Ocean currents spin off huge gyres, whose kinetic energy is transferred to ever-smaller turbulent structures until viscosity has erased velocity gradients and water molecules jiggle with thermal randomness. A similar cascade plays out in space when the solar wind slams into the magnetopause, the outer boundary of Earth’s magnetic field. The encounter launches large-scale magnetic, or Alfvén, waves whose energy ends up heating the plasma inside the magnetosphere. Here, however, the plasma is too thin for viscosity to mediate the cascade. Since 1971 researchers have progressively developed their understanding of how Alfvén waves in space plasmas generate heat. These studies later culminated in a specific hypothesis: Alfvén waves accelerate ion beams, which create small-scale acoustic waves, which generate heat.

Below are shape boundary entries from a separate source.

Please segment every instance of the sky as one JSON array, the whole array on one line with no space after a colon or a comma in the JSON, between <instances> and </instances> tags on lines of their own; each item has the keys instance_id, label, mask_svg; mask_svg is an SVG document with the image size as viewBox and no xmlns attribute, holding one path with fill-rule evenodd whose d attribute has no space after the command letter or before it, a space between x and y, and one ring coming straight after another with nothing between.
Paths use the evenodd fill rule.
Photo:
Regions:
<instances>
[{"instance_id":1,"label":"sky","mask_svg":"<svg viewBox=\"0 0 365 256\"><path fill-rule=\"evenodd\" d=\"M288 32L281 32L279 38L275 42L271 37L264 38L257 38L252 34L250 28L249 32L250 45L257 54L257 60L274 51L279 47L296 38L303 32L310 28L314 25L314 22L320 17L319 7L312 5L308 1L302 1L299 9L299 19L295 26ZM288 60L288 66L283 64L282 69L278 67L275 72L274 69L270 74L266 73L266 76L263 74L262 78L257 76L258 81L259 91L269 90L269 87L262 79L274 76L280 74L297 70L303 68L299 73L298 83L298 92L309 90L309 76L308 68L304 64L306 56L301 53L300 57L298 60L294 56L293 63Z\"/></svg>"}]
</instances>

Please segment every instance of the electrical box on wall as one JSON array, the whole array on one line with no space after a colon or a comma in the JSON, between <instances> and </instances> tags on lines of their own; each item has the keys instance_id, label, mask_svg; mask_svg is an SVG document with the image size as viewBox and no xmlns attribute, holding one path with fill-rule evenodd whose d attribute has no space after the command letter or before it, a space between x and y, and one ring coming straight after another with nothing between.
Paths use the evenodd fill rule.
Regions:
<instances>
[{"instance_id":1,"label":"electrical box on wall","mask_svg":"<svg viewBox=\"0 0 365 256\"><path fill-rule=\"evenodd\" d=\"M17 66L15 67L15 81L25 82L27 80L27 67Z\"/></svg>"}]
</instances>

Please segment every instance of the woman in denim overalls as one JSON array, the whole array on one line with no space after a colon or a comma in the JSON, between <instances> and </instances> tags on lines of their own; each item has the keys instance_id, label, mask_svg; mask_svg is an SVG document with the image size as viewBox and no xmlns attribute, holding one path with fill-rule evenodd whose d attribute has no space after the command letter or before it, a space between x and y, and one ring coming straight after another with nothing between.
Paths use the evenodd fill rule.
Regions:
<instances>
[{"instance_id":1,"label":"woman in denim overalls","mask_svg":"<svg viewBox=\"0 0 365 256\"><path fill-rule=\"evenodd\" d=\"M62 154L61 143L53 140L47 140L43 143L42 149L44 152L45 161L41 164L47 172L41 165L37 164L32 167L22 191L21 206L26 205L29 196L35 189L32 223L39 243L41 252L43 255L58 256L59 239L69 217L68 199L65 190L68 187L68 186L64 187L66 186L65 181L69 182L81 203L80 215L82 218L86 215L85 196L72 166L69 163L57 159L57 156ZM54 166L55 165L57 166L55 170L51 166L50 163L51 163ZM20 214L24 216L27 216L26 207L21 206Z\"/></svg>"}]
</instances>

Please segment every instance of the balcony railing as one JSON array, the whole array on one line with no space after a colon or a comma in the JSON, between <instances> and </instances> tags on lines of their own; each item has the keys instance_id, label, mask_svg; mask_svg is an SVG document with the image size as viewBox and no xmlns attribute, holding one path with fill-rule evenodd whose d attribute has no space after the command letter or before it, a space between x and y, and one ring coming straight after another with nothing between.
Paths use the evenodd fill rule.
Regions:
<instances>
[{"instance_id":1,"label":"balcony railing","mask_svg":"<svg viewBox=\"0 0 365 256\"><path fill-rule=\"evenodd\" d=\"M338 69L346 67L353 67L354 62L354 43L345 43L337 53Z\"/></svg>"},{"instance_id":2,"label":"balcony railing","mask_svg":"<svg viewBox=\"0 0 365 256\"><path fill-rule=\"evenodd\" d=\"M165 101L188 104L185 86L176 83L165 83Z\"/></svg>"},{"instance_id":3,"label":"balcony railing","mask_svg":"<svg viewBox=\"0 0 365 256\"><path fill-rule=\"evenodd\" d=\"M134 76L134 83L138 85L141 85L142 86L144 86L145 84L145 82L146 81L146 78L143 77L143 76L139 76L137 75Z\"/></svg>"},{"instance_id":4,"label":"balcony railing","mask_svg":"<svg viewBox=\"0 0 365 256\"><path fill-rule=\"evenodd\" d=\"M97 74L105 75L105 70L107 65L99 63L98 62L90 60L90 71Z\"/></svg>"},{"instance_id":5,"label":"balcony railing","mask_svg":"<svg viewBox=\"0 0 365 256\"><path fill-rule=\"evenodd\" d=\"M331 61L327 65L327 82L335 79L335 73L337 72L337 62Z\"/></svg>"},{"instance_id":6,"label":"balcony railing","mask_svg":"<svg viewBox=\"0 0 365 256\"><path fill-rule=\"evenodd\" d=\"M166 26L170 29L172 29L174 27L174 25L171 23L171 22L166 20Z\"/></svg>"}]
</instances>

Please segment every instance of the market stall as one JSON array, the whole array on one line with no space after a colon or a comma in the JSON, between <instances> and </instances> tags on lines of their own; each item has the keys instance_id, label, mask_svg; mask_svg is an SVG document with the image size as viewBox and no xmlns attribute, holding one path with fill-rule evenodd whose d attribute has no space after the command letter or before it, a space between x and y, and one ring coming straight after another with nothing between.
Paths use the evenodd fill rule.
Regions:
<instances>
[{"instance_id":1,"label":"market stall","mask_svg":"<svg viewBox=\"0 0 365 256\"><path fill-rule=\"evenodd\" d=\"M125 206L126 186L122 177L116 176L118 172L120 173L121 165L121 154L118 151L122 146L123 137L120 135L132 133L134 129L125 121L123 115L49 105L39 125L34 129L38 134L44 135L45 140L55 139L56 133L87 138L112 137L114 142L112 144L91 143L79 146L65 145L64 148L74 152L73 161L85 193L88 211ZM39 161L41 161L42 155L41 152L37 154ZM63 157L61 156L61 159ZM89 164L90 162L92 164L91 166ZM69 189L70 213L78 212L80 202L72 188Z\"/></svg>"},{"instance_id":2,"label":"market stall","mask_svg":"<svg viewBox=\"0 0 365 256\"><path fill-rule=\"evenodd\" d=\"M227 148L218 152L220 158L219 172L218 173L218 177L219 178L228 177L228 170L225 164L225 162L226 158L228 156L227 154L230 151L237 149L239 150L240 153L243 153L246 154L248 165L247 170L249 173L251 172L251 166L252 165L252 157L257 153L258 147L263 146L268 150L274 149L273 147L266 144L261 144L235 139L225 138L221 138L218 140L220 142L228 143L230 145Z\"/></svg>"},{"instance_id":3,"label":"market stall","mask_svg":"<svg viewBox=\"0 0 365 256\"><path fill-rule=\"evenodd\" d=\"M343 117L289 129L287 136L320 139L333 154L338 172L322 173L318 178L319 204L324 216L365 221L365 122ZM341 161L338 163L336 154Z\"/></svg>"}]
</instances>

Now Xin An of UCLA and his collaborators have found direct evidence of that proposed mechanism [1]. What’s more, the mechanism is likely at work in the solar wind and other space plasmas.

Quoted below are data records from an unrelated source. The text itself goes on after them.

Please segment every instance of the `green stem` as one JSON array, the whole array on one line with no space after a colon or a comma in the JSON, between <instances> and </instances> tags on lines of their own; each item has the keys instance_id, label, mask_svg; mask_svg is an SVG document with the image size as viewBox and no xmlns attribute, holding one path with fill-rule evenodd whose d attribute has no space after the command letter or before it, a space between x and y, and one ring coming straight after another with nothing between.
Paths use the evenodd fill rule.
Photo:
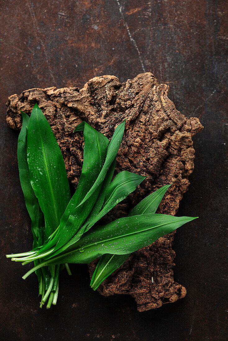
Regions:
<instances>
[{"instance_id":1,"label":"green stem","mask_svg":"<svg viewBox=\"0 0 228 341\"><path fill-rule=\"evenodd\" d=\"M68 275L69 275L70 276L71 276L71 275L72 274L72 273L71 271L70 271L70 268L69 267L69 264L68 264L67 263L65 263L64 265L66 267L66 269L67 271L67 273L68 273Z\"/></svg>"},{"instance_id":2,"label":"green stem","mask_svg":"<svg viewBox=\"0 0 228 341\"><path fill-rule=\"evenodd\" d=\"M41 276L40 277L40 282L39 283L39 295L42 295L42 293L43 293L43 279L42 278L42 276Z\"/></svg>"},{"instance_id":3,"label":"green stem","mask_svg":"<svg viewBox=\"0 0 228 341\"><path fill-rule=\"evenodd\" d=\"M52 301L53 300L53 298L54 297L54 293L53 291L52 291L51 294L50 294L50 296L49 296L49 299L48 300L48 304L47 305L47 309L49 309L49 308L51 307L52 303Z\"/></svg>"},{"instance_id":4,"label":"green stem","mask_svg":"<svg viewBox=\"0 0 228 341\"><path fill-rule=\"evenodd\" d=\"M30 252L24 252L22 253L12 253L11 255L5 255L6 258L12 258L14 257L23 257L24 256L29 256L36 253L36 251L31 251Z\"/></svg>"},{"instance_id":5,"label":"green stem","mask_svg":"<svg viewBox=\"0 0 228 341\"><path fill-rule=\"evenodd\" d=\"M28 256L27 257L22 257L21 258L14 258L14 257L12 258L12 261L15 261L15 262L27 262L28 263L30 263L31 262L33 262L33 261L35 260L36 259L39 259L40 258L43 258L43 257L45 257L45 256L47 256L50 253L51 253L53 251L54 251L54 248L53 249L51 249L51 250L49 250L47 251L46 252L44 252L43 253L41 253L40 254L38 255L38 256L35 256L34 257L32 256ZM27 264L27 263L25 263L25 264Z\"/></svg>"},{"instance_id":6,"label":"green stem","mask_svg":"<svg viewBox=\"0 0 228 341\"><path fill-rule=\"evenodd\" d=\"M52 304L55 306L56 304L56 302L57 301L57 298L58 297L58 282L59 281L59 277L58 278L58 282L57 282L57 285L56 288L56 290L55 291L54 293L54 297L53 297L53 300L52 301Z\"/></svg>"},{"instance_id":7,"label":"green stem","mask_svg":"<svg viewBox=\"0 0 228 341\"><path fill-rule=\"evenodd\" d=\"M43 305L46 302L46 301L47 299L48 298L49 295L50 293L51 292L51 290L52 288L52 285L53 285L53 283L54 283L54 277L52 277L51 280L51 281L50 282L50 284L49 284L49 286L48 287L48 290L46 292L46 293L45 295L44 295L42 299L41 302L40 302L41 304Z\"/></svg>"}]
</instances>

Laboratory-scale experiments struggle to capture the dynamics of rotating plasmas, and real-world observations are even more scarce. The observations that An and his collaborators analyzed were made in 2015 by the four-spacecraft Magnetospheric Multiscale (MMS) mission. Launched that year, the MMS was designed to study magnetic reconnection, a process in which the topology of magnetic-field lines is violently transformed. The field rearrangements wrought by reconnection can be large, on the scale of the huge loops that sprout from the Sun’s photosphere. But the events that initiate reconnection take place in a much smaller region where neighboring field lines meet, the X-line. The four spacecraft of MMS can fly in a configuration in which all of them witness the large-scale topological transformation while one of them could happen to fly through the X-line—a place where no spacecraft had deliberately been sent before.

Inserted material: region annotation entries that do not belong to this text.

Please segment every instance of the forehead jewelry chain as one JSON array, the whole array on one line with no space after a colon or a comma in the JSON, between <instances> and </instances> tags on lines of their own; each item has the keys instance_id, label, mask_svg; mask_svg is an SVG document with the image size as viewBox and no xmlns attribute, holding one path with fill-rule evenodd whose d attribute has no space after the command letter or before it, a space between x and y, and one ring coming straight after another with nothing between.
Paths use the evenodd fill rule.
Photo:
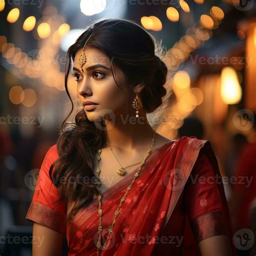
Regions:
<instances>
[{"instance_id":1,"label":"forehead jewelry chain","mask_svg":"<svg viewBox=\"0 0 256 256\"><path fill-rule=\"evenodd\" d=\"M99 162L100 161L100 159L101 159L100 153L102 152L102 150L100 149L99 149L99 150L98 151L98 156L97 156L97 170L96 170L96 172L97 173L98 179L99 180L99 182L98 183L98 191L99 191L99 196L98 196L98 201L99 201L98 213L99 214L99 226L98 227L98 233L99 233L99 237L98 237L98 242L97 242L97 245L97 245L97 256L99 256L100 255L102 255L102 252L100 252L100 254L99 254L100 253L100 252L99 252L100 248L102 250L104 250L105 249L106 246L106 245L107 244L107 242L109 241L109 237L110 236L110 234L111 234L112 232L113 231L113 228L114 224L116 222L117 217L118 216L118 215L120 213L120 208L121 207L123 202L125 201L127 193L131 190L131 188L132 187L132 186L133 185L133 183L135 182L136 179L139 176L140 170L142 169L142 167L143 166L143 165L145 164L145 161L146 161L147 158L149 157L149 156L150 155L150 154L152 152L152 150L153 147L154 143L155 134L156 134L156 129L154 130L154 136L153 136L153 139L152 140L151 146L150 147L150 149L147 151L147 153L146 157L142 161L142 163L140 164L140 165L139 167L139 169L138 169L138 171L134 174L133 179L132 180L132 182L131 183L130 185L128 186L128 187L127 187L126 191L125 194L124 194L123 197L121 198L121 200L120 201L120 203L118 205L118 207L117 207L117 209L114 212L114 218L113 219L113 221L112 223L112 224L109 226L109 227L108 228L108 230L109 230L108 234L107 234L106 241L104 242L103 245L102 245L102 241L101 241L101 238L102 238L101 232L102 232L102 231L103 230L103 227L102 227L102 209L101 208L102 195L100 194L100 190L99 190L99 188L100 188L100 185L101 185L101 183L99 181L99 174L100 173L100 168L99 167ZM102 248L101 248L102 246Z\"/></svg>"},{"instance_id":2,"label":"forehead jewelry chain","mask_svg":"<svg viewBox=\"0 0 256 256\"><path fill-rule=\"evenodd\" d=\"M88 42L88 40L92 36L92 33L91 34L91 35L89 36L89 38L86 40L86 42L84 44L84 48L83 49L83 52L80 55L80 56L78 59L78 64L80 66L80 68L81 68L80 69L80 70L82 71L83 72L84 72L84 70L83 70L83 66L86 63L86 57L85 56L85 53L84 52L84 49L85 48L86 43Z\"/></svg>"}]
</instances>

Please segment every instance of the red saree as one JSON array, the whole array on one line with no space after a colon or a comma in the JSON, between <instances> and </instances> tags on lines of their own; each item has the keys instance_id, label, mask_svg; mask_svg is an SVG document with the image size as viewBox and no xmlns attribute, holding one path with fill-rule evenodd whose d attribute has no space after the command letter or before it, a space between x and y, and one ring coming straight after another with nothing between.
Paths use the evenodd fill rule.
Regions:
<instances>
[{"instance_id":1,"label":"red saree","mask_svg":"<svg viewBox=\"0 0 256 256\"><path fill-rule=\"evenodd\" d=\"M65 202L51 204L59 194L50 181L49 170L58 157L55 145L42 164L26 219L66 235L69 255L96 255L98 199L78 212L69 223L65 221ZM107 227L137 170L103 194L105 229L102 241L105 241ZM146 160L127 194L102 255L200 255L198 242L226 234L233 255L236 255L220 177L208 140L184 136L157 148Z\"/></svg>"}]
</instances>

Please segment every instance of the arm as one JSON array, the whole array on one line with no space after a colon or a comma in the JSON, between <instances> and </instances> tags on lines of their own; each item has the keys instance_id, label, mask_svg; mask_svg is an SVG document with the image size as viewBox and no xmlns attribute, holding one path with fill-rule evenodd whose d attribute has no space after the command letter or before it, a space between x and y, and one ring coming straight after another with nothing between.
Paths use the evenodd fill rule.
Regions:
<instances>
[{"instance_id":1,"label":"arm","mask_svg":"<svg viewBox=\"0 0 256 256\"><path fill-rule=\"evenodd\" d=\"M225 235L215 235L201 241L198 243L202 256L231 256L231 247L228 237Z\"/></svg>"},{"instance_id":2,"label":"arm","mask_svg":"<svg viewBox=\"0 0 256 256\"><path fill-rule=\"evenodd\" d=\"M62 255L63 235L48 227L33 224L32 256L60 256Z\"/></svg>"},{"instance_id":3,"label":"arm","mask_svg":"<svg viewBox=\"0 0 256 256\"><path fill-rule=\"evenodd\" d=\"M235 255L221 177L210 147L199 152L191 178L186 190L186 207L201 255Z\"/></svg>"},{"instance_id":4,"label":"arm","mask_svg":"<svg viewBox=\"0 0 256 256\"><path fill-rule=\"evenodd\" d=\"M67 205L49 174L52 163L58 157L56 146L47 152L42 163L32 202L26 219L33 221L33 256L60 255L66 235Z\"/></svg>"}]
</instances>

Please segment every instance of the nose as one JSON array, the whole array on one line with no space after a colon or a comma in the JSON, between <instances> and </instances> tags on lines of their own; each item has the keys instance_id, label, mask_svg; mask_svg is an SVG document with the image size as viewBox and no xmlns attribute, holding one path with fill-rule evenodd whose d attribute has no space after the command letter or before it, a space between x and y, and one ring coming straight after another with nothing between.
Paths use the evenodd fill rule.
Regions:
<instances>
[{"instance_id":1,"label":"nose","mask_svg":"<svg viewBox=\"0 0 256 256\"><path fill-rule=\"evenodd\" d=\"M87 80L87 79L83 79L81 85L78 89L78 93L81 95L81 96L90 95L92 93L90 82Z\"/></svg>"}]
</instances>

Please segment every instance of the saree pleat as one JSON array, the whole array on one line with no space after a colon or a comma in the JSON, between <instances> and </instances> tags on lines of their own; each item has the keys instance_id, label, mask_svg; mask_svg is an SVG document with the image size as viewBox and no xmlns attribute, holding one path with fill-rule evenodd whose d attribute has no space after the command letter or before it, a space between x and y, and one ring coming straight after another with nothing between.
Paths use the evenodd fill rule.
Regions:
<instances>
[{"instance_id":1,"label":"saree pleat","mask_svg":"<svg viewBox=\"0 0 256 256\"><path fill-rule=\"evenodd\" d=\"M102 194L102 243L138 169ZM102 255L181 255L190 252L199 255L198 242L221 234L230 237L233 255L237 255L223 184L200 184L191 179L214 174L220 175L209 141L184 136L155 150L128 192ZM58 197L55 192L55 198ZM33 200L44 206L43 200L36 197ZM56 214L63 214L64 204ZM67 223L69 255L97 255L98 204L96 198ZM27 218L38 221L30 212ZM45 223L42 221L42 224ZM64 233L60 227L55 227Z\"/></svg>"}]
</instances>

On September 8, 2015, the orbits of the MMS spacecraft took them through the magnetopause on the dusk side of Earth. They were far enough apart that together they could detect the passage of a large-scale Alfvén wave, while each of them could individually detect the motion of ions in the surrounding plasma. An and his collaborators later realized that these observations could be used to test the theory that ion beams and the acoustic waves that they generate mediate the conversion of Alfvén-wave energy to heat.